The risk model is comparable to the risk model of Russian Roulette, although admittedly with a “gun” that has a much larger number of cylinders. That said, one can never be completely sure that the “gun” has been unloaded, and one cannot make Russian Roulette safer by pulling the trigger more slowly. No matter how “careful” one thinks one is being, the risk of utter and indefensible catastrophe remains.

The core of the safety issue regarding breath play is that, unlike almost all other forms of BDSM play, breath play doesn’t go “just a little bit” wrong. If the unexpected happens, we’re not talking about causing a bruise, welt, laceration, or a burn. We’re talking about causing the complete destruction of a human life and, so to speak, choking off everything that person might have done with their life had they not been killed. Further, we’re talking about killing someone in an utterly legally inexcusable way. This is a pass-fail test, and the minimum passing grade is 100%, 100% of the time. The people who engage in breath play cannot ever be wrong or have an exception. Not once. Not ever. The containment fields must never fail. Not once. Not ever. The minimal acceptable standard is nothing short of complete perfection all the time.

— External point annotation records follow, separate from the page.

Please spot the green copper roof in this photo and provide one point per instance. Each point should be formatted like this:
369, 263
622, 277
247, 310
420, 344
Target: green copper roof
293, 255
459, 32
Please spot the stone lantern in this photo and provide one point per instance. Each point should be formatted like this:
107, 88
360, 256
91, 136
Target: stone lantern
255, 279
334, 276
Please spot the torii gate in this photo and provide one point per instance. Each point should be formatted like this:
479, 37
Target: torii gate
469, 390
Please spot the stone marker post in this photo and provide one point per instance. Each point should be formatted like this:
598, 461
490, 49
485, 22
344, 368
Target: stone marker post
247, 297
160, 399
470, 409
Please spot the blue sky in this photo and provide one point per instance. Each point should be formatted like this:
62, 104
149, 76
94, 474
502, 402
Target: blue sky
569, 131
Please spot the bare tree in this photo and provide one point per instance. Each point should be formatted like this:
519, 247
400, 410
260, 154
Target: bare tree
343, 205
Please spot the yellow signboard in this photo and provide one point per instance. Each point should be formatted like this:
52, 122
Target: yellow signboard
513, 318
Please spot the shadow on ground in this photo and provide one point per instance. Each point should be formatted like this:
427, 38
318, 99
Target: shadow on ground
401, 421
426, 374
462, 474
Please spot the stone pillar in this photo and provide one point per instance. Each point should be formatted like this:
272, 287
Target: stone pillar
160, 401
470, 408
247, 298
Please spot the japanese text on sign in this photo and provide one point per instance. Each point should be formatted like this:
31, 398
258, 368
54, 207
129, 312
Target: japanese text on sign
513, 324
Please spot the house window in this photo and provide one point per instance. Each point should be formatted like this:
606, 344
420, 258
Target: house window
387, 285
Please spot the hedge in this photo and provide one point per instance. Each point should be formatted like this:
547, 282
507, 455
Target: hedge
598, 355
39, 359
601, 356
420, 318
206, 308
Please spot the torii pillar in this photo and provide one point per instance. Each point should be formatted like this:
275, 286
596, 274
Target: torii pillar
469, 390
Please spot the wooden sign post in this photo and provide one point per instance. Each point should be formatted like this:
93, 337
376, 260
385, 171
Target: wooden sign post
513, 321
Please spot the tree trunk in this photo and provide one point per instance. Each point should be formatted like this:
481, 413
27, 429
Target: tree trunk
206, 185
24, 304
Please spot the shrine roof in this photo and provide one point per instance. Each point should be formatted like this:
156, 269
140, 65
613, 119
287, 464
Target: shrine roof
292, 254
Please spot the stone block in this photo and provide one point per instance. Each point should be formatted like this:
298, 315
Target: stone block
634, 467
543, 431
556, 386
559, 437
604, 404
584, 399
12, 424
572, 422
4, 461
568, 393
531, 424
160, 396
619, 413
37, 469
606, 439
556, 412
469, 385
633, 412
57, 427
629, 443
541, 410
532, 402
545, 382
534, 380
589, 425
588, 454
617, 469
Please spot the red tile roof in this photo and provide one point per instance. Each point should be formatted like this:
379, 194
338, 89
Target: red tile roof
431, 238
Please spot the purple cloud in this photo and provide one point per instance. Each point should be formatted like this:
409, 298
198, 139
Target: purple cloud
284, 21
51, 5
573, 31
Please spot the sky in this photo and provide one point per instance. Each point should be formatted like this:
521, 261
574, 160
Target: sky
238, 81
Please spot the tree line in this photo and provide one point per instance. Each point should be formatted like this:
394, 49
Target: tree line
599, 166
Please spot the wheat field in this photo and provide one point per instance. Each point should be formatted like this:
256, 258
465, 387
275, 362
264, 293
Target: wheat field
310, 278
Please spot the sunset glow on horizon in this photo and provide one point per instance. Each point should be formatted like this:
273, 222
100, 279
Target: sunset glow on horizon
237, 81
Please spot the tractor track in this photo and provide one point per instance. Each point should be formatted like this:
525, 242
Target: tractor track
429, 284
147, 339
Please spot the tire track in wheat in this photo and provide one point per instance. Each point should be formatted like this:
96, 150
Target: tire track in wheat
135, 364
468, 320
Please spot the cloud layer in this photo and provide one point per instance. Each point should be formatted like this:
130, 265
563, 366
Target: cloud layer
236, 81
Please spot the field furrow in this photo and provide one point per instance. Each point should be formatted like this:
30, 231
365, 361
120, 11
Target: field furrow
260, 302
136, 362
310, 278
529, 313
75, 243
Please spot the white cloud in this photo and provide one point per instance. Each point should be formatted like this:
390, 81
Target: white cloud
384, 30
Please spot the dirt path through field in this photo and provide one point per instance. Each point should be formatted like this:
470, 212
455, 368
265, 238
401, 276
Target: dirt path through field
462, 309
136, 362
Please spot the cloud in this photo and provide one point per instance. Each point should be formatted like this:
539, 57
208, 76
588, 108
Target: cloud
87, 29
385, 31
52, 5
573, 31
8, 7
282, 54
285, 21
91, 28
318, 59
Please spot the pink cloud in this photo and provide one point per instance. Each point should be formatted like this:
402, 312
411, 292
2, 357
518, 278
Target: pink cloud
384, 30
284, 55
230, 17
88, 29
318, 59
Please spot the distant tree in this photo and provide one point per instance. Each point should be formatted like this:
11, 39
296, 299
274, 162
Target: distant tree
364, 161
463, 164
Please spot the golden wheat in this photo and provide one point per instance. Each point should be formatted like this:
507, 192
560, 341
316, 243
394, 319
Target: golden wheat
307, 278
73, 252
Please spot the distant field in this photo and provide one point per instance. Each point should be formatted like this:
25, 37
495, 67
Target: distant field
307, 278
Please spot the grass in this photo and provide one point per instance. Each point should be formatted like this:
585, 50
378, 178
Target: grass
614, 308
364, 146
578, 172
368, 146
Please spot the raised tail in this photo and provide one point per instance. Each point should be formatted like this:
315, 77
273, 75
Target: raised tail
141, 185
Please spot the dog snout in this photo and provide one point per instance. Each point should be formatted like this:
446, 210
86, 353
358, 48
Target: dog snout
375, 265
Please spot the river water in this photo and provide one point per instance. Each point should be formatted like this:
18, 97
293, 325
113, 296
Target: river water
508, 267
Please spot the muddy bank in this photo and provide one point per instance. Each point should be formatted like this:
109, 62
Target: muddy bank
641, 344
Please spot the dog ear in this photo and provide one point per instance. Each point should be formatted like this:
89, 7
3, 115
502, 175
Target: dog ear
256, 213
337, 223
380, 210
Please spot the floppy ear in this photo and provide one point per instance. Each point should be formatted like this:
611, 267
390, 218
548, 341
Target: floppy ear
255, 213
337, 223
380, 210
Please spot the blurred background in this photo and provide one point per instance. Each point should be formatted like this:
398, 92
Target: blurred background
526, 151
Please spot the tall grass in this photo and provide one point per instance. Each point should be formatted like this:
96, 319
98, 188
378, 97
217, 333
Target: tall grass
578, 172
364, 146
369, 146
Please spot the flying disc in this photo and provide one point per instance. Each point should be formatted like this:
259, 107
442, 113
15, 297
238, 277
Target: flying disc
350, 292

Given all of the above, I see no plausible reason to change my position, and if that means that I must continue to endure a substantial amount of highly nasty flak from some people, then so be it. Given the life-and-death stakes of what’s involved, the cost/benefit ratio of continuing to do this work makes sense — a LOT of sense — to me. Still, there are days…

The occurrence of a breath play death is like a bomb exploding, and exploding bombs have a blast radius. If the worst happens, then one life is over medically, another life is over legally, and all the people who loved and cared for both of those lives are heavily damaged. As I mentioned, in the expert witness work that I do, I sometimes have to look into the faces of the people who love and care for either the deceased victim or the surviving defendant. It is utterly heart-wrenching to do this, and it is inconceivable to try to convince these grieving people that the risk was worth the benefit.

The pseudonymous people who try to convince others, at no risk to themselves, that breath control play can be done with reasonable safety are absolutely correct, right up until that medically unpredictable, legally indefensible, life-destroying catastrophic moment when they couldn’t possibly be more wrong.